Si des opérations tiroir s’avéraient nécessaires, elles devraient s’opérer assez facilement sur un site aussi spacieux qui ne compte pas plus de 200 élèves.
Par ailleurs, il est prévu de reconstruire le gymnase en dehors des murs. Peut-être à La Rochotte, sur l’emplacement de l’ancien collège, à côté des pistes de sport. Ça se situe à 8 minutes de marche du lycée Ashton.
L’opération pourrait ressembler à celle qui a vu se créer le nouveau gymnase sur le site Issartel (Gagarine). Installé à l’origine pour le public scolaire, il est utilisé aussi par les associations de la ville. C’est le résultat d’une collaboration entre la Région, le Département et la ville.

Pour 42 millions d’euros

Tous les besoins matériels sont aujourd’hui clairement définis. Ils sont consignés dans trois imposants volumes qui recensent les équipements nécessaires, salle par salle. C’est à partir de ces documents que le Conseil d’administration de l’établissement devra donner un avis dès la rentrée de septembre.
Au total, la Région a prévu une dépense de 42 millions d’euros. A l’origine elle tablait sur 36 millions. Mais l’élaboration du programme a fait revoir les chiffres à la hausse.
Tout est donc à peu près ficelé. L’inconnue ne porte plus que sur l’architecture des bâtiments et peut-être encore sur leur orientation.
Plutôt que de conserver l’ouverture un peu difficile sur l’avenue d’Ashton, il serait souhaitable de tourner le lycée à l’opposé.
Ça tomberait sur les projets de voies entre Rochotte et Cavalier passant par le quartier Foch. Mais rien n’est encore défini. Et comme il n’est pas possible de s’appuyer sur aménagements encore à l’état de projet, il est possible que les architectes ne puissent pas travailler sur le changement d’ouverture.

Pour moins de 600 élèves

Le regroupement s’accompagnera forcément d’une restructuration au niveau de l’administration. Elle a d’ailleurs déjà commencé et quelques postes devraient disparaître.
Mais l’important reste de conserver les formations et les élèves qui vont avec.
Pour l’instant, sur les sites d’Ashton et du Haut-du-Val on compte moins de 600 lycéens (595 exactement).
Beaucoup de formations ne font pas le plein.

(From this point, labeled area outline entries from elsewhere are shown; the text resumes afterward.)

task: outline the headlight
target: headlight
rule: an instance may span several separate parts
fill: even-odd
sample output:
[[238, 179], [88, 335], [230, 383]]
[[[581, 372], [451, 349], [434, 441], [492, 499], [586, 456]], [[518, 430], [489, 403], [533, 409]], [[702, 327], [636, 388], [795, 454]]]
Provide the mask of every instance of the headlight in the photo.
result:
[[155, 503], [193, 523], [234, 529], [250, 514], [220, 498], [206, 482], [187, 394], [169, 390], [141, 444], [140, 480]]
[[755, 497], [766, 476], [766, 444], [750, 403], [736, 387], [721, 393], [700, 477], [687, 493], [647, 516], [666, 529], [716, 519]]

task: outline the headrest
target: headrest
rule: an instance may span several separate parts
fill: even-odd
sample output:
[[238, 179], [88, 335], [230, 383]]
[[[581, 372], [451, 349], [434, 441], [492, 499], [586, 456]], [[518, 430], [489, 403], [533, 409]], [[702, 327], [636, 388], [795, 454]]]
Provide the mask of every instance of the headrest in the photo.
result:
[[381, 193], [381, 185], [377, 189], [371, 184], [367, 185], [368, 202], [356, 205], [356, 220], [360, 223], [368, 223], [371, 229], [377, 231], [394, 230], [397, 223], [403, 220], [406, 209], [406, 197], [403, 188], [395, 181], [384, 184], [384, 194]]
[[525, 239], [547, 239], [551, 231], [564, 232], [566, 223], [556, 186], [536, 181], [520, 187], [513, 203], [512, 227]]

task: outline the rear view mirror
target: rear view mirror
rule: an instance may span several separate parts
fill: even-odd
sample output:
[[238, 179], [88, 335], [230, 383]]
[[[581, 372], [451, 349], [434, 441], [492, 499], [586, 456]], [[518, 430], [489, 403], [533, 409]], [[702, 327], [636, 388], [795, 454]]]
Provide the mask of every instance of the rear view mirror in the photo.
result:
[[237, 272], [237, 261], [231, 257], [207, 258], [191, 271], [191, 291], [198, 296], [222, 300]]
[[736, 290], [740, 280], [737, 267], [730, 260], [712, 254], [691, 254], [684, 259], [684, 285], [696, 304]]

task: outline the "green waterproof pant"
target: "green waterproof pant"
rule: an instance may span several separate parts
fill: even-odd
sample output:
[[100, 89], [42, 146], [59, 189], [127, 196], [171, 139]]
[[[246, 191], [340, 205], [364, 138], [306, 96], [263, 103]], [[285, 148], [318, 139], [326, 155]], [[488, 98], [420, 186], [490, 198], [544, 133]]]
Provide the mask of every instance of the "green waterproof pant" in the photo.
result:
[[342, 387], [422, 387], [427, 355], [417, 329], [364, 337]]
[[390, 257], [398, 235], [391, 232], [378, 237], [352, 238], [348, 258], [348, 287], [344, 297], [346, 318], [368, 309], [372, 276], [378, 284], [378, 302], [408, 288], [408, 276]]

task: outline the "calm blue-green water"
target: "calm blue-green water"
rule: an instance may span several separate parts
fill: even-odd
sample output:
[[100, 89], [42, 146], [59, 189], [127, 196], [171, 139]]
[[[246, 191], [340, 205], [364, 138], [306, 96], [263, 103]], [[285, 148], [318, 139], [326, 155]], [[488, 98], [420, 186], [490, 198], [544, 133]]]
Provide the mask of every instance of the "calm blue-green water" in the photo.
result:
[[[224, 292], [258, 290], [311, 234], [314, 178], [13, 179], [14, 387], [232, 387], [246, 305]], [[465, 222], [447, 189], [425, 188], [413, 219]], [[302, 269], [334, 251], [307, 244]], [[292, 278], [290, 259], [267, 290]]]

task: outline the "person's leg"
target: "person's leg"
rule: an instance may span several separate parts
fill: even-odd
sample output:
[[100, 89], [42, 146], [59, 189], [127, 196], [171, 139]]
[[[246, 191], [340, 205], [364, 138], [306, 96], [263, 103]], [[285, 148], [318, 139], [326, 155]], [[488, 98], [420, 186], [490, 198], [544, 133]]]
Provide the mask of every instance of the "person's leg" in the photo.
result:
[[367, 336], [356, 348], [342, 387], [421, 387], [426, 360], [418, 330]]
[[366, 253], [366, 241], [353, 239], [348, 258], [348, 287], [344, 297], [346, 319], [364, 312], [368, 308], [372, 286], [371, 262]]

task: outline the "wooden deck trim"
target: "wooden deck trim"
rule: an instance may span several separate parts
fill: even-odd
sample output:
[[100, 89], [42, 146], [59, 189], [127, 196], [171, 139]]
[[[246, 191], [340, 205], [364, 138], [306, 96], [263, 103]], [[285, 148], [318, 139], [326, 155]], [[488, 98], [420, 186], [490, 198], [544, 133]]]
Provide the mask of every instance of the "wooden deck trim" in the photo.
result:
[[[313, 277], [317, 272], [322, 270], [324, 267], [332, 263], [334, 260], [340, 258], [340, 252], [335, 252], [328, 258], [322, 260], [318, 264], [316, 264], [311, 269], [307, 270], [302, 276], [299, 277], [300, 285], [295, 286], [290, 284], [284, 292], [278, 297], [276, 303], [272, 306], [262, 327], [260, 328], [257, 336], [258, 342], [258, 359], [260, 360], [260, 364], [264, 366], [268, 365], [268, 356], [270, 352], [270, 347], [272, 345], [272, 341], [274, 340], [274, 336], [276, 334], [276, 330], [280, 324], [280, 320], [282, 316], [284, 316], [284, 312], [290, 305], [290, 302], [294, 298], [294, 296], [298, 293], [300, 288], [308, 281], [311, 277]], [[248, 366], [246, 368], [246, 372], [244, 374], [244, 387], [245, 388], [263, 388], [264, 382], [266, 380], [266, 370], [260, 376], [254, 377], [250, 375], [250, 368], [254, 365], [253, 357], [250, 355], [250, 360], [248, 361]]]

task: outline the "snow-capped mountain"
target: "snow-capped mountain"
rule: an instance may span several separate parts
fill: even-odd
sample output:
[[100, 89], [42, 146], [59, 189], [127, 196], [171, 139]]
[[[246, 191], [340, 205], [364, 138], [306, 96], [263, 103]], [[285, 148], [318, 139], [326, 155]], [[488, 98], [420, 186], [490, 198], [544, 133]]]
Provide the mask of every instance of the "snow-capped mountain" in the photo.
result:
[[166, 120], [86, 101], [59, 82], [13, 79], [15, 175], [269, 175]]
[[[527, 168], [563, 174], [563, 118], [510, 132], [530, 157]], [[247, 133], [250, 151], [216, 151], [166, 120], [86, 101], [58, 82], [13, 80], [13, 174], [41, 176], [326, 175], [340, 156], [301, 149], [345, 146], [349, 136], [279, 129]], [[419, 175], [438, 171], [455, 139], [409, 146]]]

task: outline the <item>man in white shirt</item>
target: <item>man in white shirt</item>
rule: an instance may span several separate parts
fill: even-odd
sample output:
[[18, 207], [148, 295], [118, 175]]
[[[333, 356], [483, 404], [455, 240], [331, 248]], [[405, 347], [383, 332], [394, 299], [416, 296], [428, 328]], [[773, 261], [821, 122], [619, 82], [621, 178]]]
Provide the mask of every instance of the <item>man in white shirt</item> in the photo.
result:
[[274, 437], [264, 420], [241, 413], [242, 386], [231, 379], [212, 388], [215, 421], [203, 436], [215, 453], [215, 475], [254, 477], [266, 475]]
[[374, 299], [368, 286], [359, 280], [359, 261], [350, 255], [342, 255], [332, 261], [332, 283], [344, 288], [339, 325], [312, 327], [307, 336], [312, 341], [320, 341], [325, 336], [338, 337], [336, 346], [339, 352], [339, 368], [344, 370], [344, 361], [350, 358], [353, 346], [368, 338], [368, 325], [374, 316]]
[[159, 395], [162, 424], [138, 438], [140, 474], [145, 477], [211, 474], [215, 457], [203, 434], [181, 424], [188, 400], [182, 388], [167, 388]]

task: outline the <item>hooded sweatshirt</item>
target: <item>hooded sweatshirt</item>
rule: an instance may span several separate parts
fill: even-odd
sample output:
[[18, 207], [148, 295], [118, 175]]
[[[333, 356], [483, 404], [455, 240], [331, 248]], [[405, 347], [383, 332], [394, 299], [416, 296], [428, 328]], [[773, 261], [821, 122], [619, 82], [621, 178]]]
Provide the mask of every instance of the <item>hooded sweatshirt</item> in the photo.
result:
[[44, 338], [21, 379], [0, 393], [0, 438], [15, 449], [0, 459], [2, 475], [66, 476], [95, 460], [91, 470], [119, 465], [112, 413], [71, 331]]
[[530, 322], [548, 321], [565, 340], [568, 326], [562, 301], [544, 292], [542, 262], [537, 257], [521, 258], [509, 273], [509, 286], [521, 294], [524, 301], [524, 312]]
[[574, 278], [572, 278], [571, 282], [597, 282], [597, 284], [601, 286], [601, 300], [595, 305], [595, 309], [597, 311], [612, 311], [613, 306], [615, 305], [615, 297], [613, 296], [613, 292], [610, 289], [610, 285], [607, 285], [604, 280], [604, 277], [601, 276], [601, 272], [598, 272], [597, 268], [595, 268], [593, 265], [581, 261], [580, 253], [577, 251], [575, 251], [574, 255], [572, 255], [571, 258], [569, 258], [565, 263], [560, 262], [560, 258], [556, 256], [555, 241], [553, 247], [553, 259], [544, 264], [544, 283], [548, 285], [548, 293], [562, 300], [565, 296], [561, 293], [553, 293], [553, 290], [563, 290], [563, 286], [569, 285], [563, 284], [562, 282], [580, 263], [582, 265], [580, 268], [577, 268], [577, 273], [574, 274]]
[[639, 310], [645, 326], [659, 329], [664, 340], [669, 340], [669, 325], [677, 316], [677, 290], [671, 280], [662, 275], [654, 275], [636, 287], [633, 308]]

Elles sont pourtant souvent très demandées par les employeurs, comme le BEP productique. Certaines sont très courues par les élèves comme le CAP Conducteur d’engins (62 candidats pour 20 places en première année) ou le BEP Travaux publics.
Mais on peut dire que, globalement, les demandes vont plutôt en diminuant. Ça tient un peu à l’orientation des élèves pour qui on privilégie toujours les filières générales. Mais la principale cause vient de la chute démographique du département. Michel Javouhey a calculé que le nombre de naissances entre 1992 et et 1998 a baissé de 9 %. Or, les enfants qui sont nés en 1992 sont arrivés au lycée en 2007. Ceux de 1998 y arriveront en 2013.
Tout porte donc à croire qu’à l’ouverture du futur lycée professionnel les effectifs seront plus proches de 500 que de 600.
Raison de plus pour se décarcasser !

Lycée Eugène Decombles ?

Le nom du futur lycée professionnel n’a pas encore été choisi. On voudrait en fait lui donner celui d’une personnalité locale ayant particulièrement réussi dans les domaines professionnels et techniques.
Michel Javouhey, qui a effectué des recherches à la bibliothèque de Chaumont propose Eugène Decombles ; l’ingénieur des ponts et chaussées qui a conçu et réalisé le viaduc.